Within 10 metres of this dumped carcase, Corduff – Corracharra Group Water Scheme had erected a sign warning that 600 householders are supplied with drinking water from this lake and prohibiting the washing of cars, extraction of water with slurry tankers, and dumping of waste.

Farmers are obliged by law to have all dead livestock on their farm collected by registered dead animal collectors for transport to either an approved knackery or rendering plant.  While the cost of collection can be significant, this is no excuse for the reckless and irresponsible dumping of dead animals, particularly at locations where there is a significant risk to public health.

This is just one of a number of complaints relating to the dumping of dead animals investigated by Monaghan County Council this Spring.

The dead animals found dumped include dogs, lambs, calves, adult sheep and cattle.
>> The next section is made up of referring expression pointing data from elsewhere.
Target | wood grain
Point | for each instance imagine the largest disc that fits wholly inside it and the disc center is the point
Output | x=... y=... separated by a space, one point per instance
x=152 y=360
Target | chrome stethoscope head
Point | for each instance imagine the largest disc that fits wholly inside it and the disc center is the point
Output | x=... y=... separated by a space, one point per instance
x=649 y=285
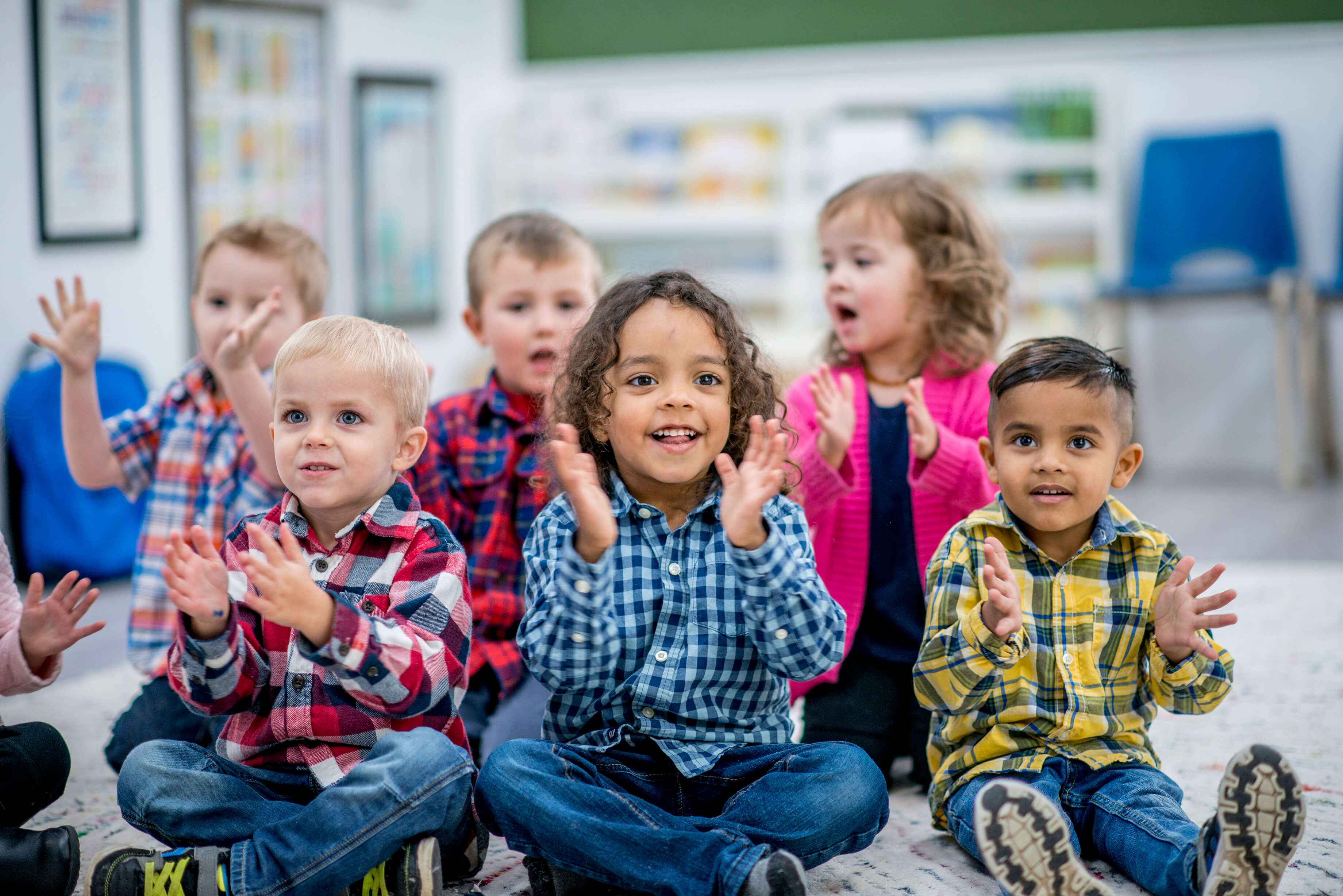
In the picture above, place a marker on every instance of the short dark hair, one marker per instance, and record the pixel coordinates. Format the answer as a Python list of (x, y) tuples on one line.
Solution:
[(582, 389), (1063, 359)]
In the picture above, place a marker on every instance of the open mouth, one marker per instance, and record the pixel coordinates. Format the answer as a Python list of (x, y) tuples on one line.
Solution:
[(676, 436)]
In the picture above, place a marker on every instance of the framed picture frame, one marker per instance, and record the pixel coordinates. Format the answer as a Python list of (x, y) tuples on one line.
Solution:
[(88, 131), (397, 201), (254, 116)]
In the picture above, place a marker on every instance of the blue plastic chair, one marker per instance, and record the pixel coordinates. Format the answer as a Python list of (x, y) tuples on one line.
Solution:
[(57, 524)]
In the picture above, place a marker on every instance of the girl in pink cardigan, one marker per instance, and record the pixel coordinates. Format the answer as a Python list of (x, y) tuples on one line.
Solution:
[(916, 295), (34, 758)]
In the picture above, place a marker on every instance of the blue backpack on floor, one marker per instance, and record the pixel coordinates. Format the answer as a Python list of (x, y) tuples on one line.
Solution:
[(58, 526)]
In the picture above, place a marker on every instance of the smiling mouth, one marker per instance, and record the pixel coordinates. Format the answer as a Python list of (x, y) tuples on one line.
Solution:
[(676, 436)]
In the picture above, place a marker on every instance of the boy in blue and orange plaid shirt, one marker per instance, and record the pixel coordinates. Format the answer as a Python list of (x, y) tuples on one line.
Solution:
[(191, 447), (531, 281), (1058, 624), (339, 655)]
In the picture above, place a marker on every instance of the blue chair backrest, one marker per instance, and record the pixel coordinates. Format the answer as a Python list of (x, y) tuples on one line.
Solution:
[(64, 527), (1213, 193)]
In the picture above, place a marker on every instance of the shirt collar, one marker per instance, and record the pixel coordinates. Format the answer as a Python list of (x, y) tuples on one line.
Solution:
[(387, 516)]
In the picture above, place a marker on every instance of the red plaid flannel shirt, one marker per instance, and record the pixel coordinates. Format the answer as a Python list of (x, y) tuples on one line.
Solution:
[(481, 473), (397, 657)]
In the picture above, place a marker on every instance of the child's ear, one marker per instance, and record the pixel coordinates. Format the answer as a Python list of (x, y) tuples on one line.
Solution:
[(410, 449), (1127, 464), (986, 451), (473, 321)]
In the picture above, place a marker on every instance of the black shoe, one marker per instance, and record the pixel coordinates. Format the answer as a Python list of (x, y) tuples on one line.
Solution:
[(135, 872), (1024, 841), (1259, 823), (46, 862)]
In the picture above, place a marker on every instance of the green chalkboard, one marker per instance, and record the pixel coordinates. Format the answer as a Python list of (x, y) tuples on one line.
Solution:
[(586, 29)]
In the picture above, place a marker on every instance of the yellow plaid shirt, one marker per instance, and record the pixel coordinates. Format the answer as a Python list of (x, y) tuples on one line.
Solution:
[(1083, 677)]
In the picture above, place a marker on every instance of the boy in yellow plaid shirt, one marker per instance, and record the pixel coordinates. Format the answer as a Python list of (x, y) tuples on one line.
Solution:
[(1058, 624)]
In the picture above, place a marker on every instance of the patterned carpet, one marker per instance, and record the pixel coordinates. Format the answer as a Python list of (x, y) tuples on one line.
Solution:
[(1288, 692)]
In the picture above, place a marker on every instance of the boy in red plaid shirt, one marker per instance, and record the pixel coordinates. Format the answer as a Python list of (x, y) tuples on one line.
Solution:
[(531, 281), (339, 652)]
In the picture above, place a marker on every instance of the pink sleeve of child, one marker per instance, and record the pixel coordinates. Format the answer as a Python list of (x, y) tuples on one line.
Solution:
[(821, 484), (15, 675), (957, 471)]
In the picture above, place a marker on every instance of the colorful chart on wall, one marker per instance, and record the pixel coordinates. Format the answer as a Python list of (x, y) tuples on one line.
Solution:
[(85, 66), (397, 224), (256, 123)]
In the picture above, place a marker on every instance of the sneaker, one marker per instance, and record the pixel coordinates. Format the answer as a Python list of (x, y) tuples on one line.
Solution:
[(176, 872), (1024, 841), (1259, 821), (415, 870)]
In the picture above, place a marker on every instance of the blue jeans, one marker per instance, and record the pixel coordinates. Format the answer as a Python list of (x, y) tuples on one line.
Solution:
[(628, 817), (1129, 815), (286, 833)]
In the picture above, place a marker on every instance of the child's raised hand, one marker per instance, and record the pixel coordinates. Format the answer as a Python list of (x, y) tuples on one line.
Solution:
[(1003, 610), (237, 348), (47, 626), (578, 476), (285, 590), (198, 582), (835, 414), (746, 488), (923, 429), (77, 329), (1180, 613)]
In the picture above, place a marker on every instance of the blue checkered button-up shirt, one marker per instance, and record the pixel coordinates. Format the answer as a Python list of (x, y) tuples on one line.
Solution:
[(679, 636)]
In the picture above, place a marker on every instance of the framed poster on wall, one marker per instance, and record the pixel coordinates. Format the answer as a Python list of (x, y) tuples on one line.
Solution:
[(254, 116), (397, 199), (84, 58)]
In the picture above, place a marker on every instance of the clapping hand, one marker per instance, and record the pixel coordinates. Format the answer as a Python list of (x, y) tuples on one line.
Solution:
[(1180, 613), (835, 414), (47, 626), (1003, 610), (77, 329), (198, 582), (592, 504), (747, 487)]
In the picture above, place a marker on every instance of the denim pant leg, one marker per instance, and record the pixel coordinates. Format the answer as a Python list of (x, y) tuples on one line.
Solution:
[(1133, 816), (186, 796), (409, 785), (961, 805)]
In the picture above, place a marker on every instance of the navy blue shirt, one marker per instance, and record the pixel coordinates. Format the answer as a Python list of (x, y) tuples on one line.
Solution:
[(894, 612)]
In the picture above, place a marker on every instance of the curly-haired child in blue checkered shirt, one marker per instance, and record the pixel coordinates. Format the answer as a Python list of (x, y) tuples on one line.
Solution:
[(672, 596)]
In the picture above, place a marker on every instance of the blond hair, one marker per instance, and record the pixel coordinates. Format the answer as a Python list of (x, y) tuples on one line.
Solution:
[(382, 350), (273, 238), (535, 236), (963, 273)]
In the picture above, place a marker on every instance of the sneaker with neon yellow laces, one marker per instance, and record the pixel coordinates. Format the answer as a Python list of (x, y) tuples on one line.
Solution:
[(202, 871)]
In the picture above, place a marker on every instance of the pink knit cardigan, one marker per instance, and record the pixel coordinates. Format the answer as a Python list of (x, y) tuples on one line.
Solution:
[(15, 675), (943, 491)]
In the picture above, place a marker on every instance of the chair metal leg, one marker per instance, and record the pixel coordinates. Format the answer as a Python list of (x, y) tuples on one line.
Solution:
[(1313, 359), (1280, 297)]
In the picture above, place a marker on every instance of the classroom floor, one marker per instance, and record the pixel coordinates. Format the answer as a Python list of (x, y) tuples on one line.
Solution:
[(1288, 692)]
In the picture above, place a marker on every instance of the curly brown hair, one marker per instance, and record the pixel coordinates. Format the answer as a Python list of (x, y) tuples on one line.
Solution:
[(582, 391), (963, 273)]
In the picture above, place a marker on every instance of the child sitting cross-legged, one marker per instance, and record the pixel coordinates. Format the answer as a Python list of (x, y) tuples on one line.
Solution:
[(334, 632), (1058, 625), (672, 596)]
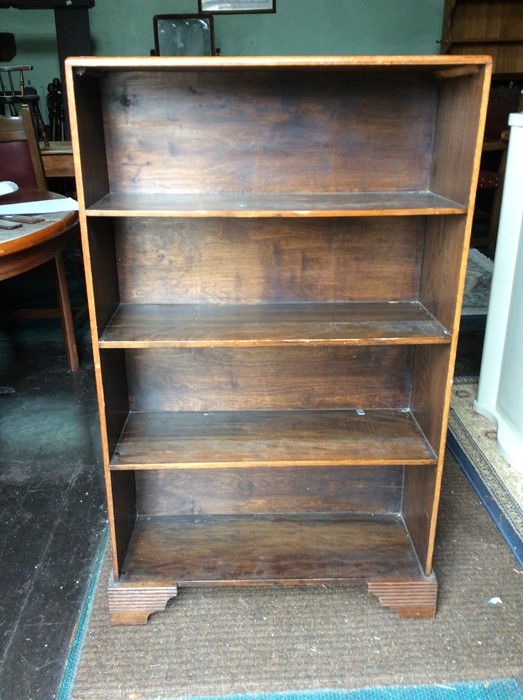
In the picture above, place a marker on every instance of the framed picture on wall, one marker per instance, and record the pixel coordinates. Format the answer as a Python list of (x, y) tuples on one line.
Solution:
[(236, 6)]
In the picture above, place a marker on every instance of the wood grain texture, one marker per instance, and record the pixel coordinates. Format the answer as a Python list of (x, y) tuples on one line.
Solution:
[(234, 325), (133, 606), (411, 598), (260, 378), (257, 260), (275, 242), (276, 490), (216, 131), (270, 439), (270, 549), (293, 204)]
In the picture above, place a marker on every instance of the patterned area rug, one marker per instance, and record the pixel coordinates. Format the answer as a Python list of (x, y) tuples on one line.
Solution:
[(230, 641), (472, 440), (477, 284)]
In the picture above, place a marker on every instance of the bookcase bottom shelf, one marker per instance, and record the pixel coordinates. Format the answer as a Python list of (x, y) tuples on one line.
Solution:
[(167, 552)]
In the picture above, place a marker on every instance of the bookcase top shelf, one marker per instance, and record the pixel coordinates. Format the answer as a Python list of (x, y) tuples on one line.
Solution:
[(232, 325), (240, 204)]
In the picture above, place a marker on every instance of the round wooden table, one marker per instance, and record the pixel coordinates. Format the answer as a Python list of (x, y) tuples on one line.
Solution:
[(31, 245)]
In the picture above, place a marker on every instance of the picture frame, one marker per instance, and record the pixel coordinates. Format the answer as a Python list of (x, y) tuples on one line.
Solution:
[(236, 6), (184, 35)]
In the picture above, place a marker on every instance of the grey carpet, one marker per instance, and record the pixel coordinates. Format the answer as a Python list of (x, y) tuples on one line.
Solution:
[(233, 640)]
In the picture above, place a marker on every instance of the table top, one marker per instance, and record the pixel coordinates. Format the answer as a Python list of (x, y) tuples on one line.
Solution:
[(33, 234)]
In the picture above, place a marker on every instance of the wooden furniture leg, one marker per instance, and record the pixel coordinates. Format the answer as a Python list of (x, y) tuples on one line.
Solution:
[(413, 598), (133, 605), (66, 317)]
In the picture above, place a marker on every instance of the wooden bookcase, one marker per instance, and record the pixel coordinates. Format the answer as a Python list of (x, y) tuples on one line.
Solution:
[(275, 255)]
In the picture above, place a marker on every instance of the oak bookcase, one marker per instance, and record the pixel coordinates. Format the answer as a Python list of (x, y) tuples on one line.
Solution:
[(275, 255)]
In one dumping incident at the end of March, just south of the border in Knockatallon, approximately 35 lambs, ranging from newborn to 1 month of age, and 2 adult sheep were dumped in twos and threes along the side of a quiet road for a distance of more than 1km.  There was even a 1 ton size fertilizer bag of sheep fleeces dumped along with them!

Many of these dumping incidents occur close to the border with Northern Ireland.

The bodies of dead animals present a potentially serious threat to other animals and to humans.  This has been made painfully evident to many Monaghan cattle farmers over the last 20 years, some of whom have suffered catastrophic losses from multiple cattle deaths due to botulism caused by the cattle coming into contact with dead poultry carcases.

Farmers must take responsibility for their livestock, both while they are alive and when they die, and must ensure that the bodies of dead animals are collected by registered dead animal collectors as quickly as possible.